La gente, descubres después, habla a tus espaldas. Unas veces mal y otras, las menos, bien. De vez en cuando puedes tener suerte y otras veces, las más, echarla en falta. Está ciudad es demasiado pequeña y nosotros somos demasiado grandes lo que implica no necesariamente encontrarnos y absolutamente tener que irnos. La cuestión está en sacar la media aritmética de todos los fallos que has tenido de cara a gol, y tirar a tiempo de la cadena, que ya empieza a calentar hasta por las noches, que ya me sudo las sábanas sin nadie, que ya me faltan las ganas.

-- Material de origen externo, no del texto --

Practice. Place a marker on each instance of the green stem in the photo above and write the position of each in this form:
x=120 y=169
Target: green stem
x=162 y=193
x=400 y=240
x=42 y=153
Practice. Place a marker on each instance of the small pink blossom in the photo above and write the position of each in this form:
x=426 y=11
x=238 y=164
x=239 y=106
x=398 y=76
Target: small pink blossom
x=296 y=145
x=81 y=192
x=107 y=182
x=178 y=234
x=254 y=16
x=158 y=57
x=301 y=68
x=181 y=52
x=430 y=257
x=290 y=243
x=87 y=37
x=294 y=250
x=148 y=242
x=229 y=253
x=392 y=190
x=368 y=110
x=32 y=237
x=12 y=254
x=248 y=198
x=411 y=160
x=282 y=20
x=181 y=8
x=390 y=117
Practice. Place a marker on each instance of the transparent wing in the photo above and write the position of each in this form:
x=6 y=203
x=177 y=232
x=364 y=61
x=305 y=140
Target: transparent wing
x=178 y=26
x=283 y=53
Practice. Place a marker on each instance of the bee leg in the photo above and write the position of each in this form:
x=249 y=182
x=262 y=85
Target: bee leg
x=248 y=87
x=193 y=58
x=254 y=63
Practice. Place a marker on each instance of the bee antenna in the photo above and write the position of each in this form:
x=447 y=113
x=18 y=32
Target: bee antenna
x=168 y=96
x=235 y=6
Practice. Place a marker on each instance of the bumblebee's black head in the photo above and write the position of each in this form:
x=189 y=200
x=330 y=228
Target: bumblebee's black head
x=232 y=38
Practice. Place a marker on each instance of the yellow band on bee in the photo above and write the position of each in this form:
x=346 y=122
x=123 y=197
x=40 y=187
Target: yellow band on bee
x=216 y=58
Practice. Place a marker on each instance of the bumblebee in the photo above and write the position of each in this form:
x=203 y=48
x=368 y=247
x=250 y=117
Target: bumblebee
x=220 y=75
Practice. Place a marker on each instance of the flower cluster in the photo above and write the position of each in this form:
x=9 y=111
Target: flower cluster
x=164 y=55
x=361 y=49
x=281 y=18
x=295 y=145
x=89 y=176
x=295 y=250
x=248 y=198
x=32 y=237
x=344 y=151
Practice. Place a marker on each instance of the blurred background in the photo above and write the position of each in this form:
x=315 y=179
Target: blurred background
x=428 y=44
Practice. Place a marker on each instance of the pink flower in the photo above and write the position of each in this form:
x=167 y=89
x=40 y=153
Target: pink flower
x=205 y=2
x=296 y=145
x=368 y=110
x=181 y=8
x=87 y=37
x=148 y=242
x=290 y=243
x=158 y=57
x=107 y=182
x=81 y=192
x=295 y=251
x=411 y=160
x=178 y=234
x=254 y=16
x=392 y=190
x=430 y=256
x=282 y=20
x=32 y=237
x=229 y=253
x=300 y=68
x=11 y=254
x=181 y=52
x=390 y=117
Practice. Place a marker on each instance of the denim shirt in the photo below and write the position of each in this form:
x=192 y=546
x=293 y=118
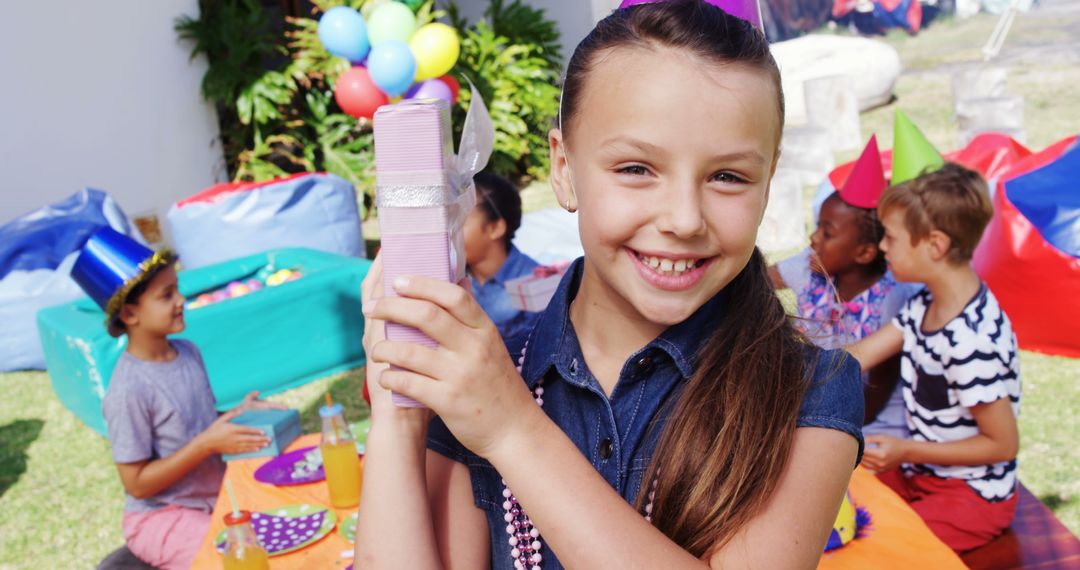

La gente, descubres mucho después, habla, y tú no escuchas, cosa que casi siempre está bien. Luego pasa, una tarde cualquiera, que todos los teléfonos que esperan tu llamada están ardiendo, inocente, han vuelto las mismas tardes mientras intentas leer libros de autoayuda de los que siempre consideraste para fracasados, ahí te tienes, como un clavo ardiendo del que no te van a soltar. Y renegando.
La gente, descubres mucho tiempo después, habla. Y tú ahí, aguantando mosquitos frente a la pantalla. Oliendo a mierda, como toda la ciudad con la basura recalentada, aún tienes el valor de echarte boca arriba y pensar en todo lo que queda. Y sin hablar.